Nós todos somos os relações públicas dos terroristas

Lucy Pepper
Observador 15/11/2015

Hoje, quando acontece uma atrocidade, as reações tornam-se parte do evento. E as redes sociais são utilizadas por nós todos para fazermos a nossa parte do trabalho dos terroristas.
Há dez anos que fazemos isto, correndo à internet para nos exprimirmos logo que acontecem atrocidades. Não podemos conter-nos.
Não me lembro como era nos tempos pré-internet, quando acontecia um atentado terrorista. E houve muitos. Pareciam menos reais? Menos horrorosos? Menos bárbaros? Com os muitos sequestros, bombas em bares e hotéis – será que nesses tempos tínhamos menos opiniões? Ligávamos menos a essas coisas?
Tínhamos de esperar pelo telejornal da noite para ver umas imagens pouco nítidas dos acontecimentos. Não tínhamos grande audiência para o nosso ultraje, além das nossas famílias diretas, companheiros de café ou colegas de escritório, numa pausa do trabalho.
Hoje, quando acontece uma atrocidade, as reações tornam-se parte do evento. Os canais de notícias competem entre si para chegar primeiro ao cenário e puxarem os sobreviventes das ruínas para falarem. Os cronistas (olá!) sentem-se compelidos a juntar a sua raiva às suas opiniões. E as redes sociais, que hoje fazem parte real das nossas vidas reais, são utilizadas por nós todos para fazermos a nossa parte do trabalho dos terroristas.

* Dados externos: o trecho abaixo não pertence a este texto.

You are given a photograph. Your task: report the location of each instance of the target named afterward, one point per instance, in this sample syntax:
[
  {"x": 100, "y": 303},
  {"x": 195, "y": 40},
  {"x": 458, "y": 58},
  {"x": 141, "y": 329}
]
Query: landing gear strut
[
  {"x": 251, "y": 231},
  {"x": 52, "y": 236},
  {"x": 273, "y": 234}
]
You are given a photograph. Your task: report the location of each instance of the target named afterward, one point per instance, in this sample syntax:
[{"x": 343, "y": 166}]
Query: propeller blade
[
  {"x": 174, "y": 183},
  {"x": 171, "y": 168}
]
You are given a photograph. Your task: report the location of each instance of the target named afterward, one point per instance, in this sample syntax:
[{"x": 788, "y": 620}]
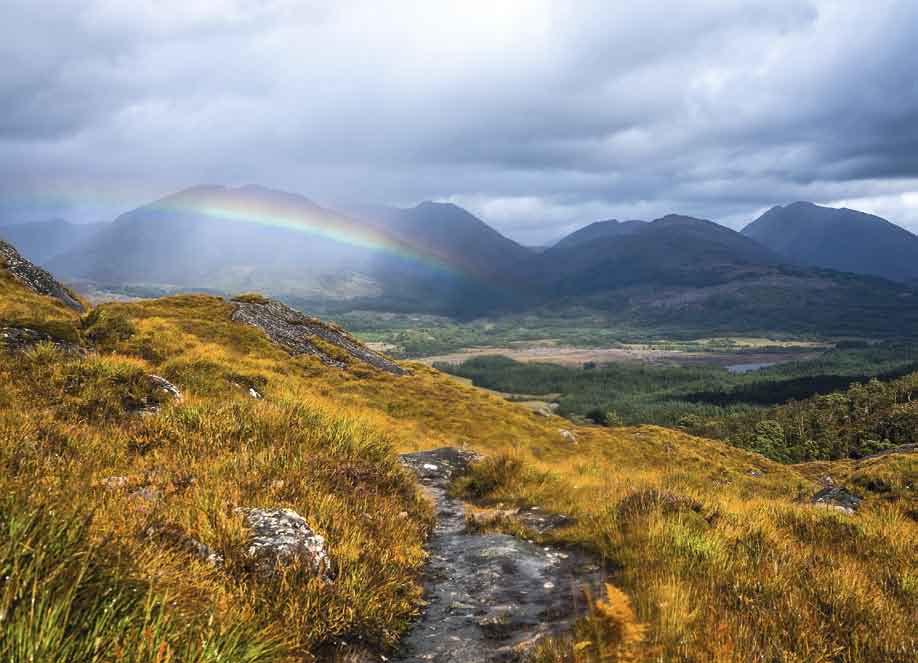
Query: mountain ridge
[{"x": 838, "y": 238}]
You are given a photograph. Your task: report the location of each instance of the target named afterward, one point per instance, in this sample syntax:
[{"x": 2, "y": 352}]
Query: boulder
[
  {"x": 35, "y": 278},
  {"x": 281, "y": 537}
]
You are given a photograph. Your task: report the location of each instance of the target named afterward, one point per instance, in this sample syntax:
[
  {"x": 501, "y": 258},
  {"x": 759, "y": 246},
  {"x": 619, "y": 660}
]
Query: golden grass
[{"x": 718, "y": 552}]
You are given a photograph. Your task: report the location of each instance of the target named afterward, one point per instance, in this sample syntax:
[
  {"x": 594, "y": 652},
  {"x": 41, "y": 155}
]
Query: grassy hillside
[
  {"x": 718, "y": 550},
  {"x": 712, "y": 401}
]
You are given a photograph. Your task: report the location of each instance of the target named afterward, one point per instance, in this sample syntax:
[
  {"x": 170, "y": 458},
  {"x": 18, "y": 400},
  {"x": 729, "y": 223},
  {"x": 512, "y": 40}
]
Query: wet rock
[
  {"x": 440, "y": 465},
  {"x": 840, "y": 499},
  {"x": 300, "y": 334},
  {"x": 115, "y": 483},
  {"x": 543, "y": 521},
  {"x": 15, "y": 339},
  {"x": 35, "y": 278},
  {"x": 901, "y": 449},
  {"x": 490, "y": 597},
  {"x": 163, "y": 384},
  {"x": 281, "y": 537}
]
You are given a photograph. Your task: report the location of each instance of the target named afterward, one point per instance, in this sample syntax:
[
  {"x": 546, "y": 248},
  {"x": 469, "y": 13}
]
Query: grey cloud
[{"x": 539, "y": 115}]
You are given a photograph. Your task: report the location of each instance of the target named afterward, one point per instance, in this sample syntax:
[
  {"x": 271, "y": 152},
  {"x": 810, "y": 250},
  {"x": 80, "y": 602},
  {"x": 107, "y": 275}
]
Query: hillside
[
  {"x": 841, "y": 239},
  {"x": 673, "y": 250},
  {"x": 40, "y": 241},
  {"x": 599, "y": 230},
  {"x": 136, "y": 464}
]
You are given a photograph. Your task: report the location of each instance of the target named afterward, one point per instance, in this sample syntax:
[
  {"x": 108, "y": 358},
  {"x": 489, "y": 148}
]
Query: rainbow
[{"x": 275, "y": 209}]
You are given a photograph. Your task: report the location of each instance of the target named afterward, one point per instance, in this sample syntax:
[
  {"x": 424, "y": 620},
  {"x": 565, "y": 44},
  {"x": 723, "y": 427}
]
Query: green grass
[{"x": 717, "y": 555}]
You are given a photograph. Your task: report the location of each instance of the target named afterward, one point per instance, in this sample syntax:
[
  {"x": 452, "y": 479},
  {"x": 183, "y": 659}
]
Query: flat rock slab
[
  {"x": 35, "y": 278},
  {"x": 490, "y": 596},
  {"x": 296, "y": 332}
]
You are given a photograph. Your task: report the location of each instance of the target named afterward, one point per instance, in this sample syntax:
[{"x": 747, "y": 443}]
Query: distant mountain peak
[{"x": 843, "y": 239}]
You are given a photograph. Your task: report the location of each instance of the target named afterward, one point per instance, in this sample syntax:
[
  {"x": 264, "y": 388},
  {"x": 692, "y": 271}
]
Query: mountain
[
  {"x": 600, "y": 230},
  {"x": 176, "y": 464},
  {"x": 252, "y": 238},
  {"x": 42, "y": 240},
  {"x": 680, "y": 275},
  {"x": 673, "y": 250},
  {"x": 453, "y": 234},
  {"x": 841, "y": 239}
]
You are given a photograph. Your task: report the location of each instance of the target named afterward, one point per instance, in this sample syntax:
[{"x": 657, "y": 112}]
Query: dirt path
[
  {"x": 576, "y": 357},
  {"x": 490, "y": 596}
]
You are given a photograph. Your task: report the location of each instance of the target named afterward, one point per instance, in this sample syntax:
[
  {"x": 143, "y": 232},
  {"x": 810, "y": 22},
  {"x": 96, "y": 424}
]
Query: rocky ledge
[
  {"x": 299, "y": 334},
  {"x": 35, "y": 278}
]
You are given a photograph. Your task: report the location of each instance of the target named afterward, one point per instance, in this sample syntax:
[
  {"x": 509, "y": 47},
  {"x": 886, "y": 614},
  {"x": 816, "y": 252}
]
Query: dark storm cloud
[{"x": 538, "y": 115}]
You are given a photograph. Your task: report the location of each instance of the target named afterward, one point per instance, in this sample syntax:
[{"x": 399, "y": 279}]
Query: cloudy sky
[{"x": 539, "y": 116}]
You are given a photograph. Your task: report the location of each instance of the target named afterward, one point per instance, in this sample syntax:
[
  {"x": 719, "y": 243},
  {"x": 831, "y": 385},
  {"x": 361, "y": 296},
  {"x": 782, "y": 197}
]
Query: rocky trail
[{"x": 490, "y": 596}]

E as fotos de perfil mudam de cor.
E as orações são pedidas.
E os sermões aos convertidos começam.
E as culpas.
E as desculpas.
E o racismo.
E a superioridade moral.
E as brigas.
E os jogos políticos.
E as discussões.
E os berros.
E o paternalismo
E os “des-seguires” e os “des-amigares”
E as divisões.
E ao fim disto tudo, as pessoas mais sensatas e mais equilibradas calam-se, por só podem calar-se.
Passei o dia inteiro ontem a evitar dizer muita coisa. Senti a atração da internet e das notícias, claro, e o impulso para fazer parte do circo. Senti-me compelida a clicar o “like” em várias coisas mais sensatas que umas pessoas diziam. Mas o impulso de falar e de exprimir-se é forte, e passei o dia, como deve ter passado muita gente-cartoonista, com o desejo de fazer um cartoon à Charlie Hebdo, forte, feio, chocante. Mas consegui-me obrigar a ficar calada e sem-cartoon. Sinto-me profundamente triste. Sinto-me triste pela cidade de Paris, pela gente aterrorizada, pelos que morreram num instante, pelos que não morreram num instante, pelos pais que perderam filhos, pelos filhos que perderam os pais, por todos os que perderam qualquer outro. Sinto raiva, sinto-me inútil, sinto desprezo… e nenhum desses sentimentos fazem uma mínima diferença a ninguém nem a nada no mundo, excepto aos aos terroristas.
Eles cumpriram a sua tarefa, e agora nós estamos a fazer a nossa.
Como eles sempre sabiam que seria o caso.
Mesmo depois dos seus cérebros estúpidos e narcisistas (porque extremistas de qualquer tipo/cor/religião/sexo/nacionalidade são SÓ isso, narcisistas estúpidos) explodirem em cima dos inocentes, o seu trabalho é continuado por nós.
ELES ADORAM ISTO. Eles adoram que estejamos a fazer luto, a gritar de dor, a rezar… Eles adoram a ideia de que nos podem pôr a discutir entre nós, e dividir-nos cada vez mais. Eles adoram ajudar os racistas a tornarem-se mais racistas e os politicamente correctos mais beatos. Eles calcularam certamente o efeito que teria o passaporte de um refugiado da Síria ao lado do corpo de um dos suicidas-narcisistas, e que iria dividir ainda mais os dois lados, os que acham que a solução é “venham todos!” e os que acham que a solução é “voltem ao mar!”.
Lembrem-se disso. Estamos a fazer o trabalho deles.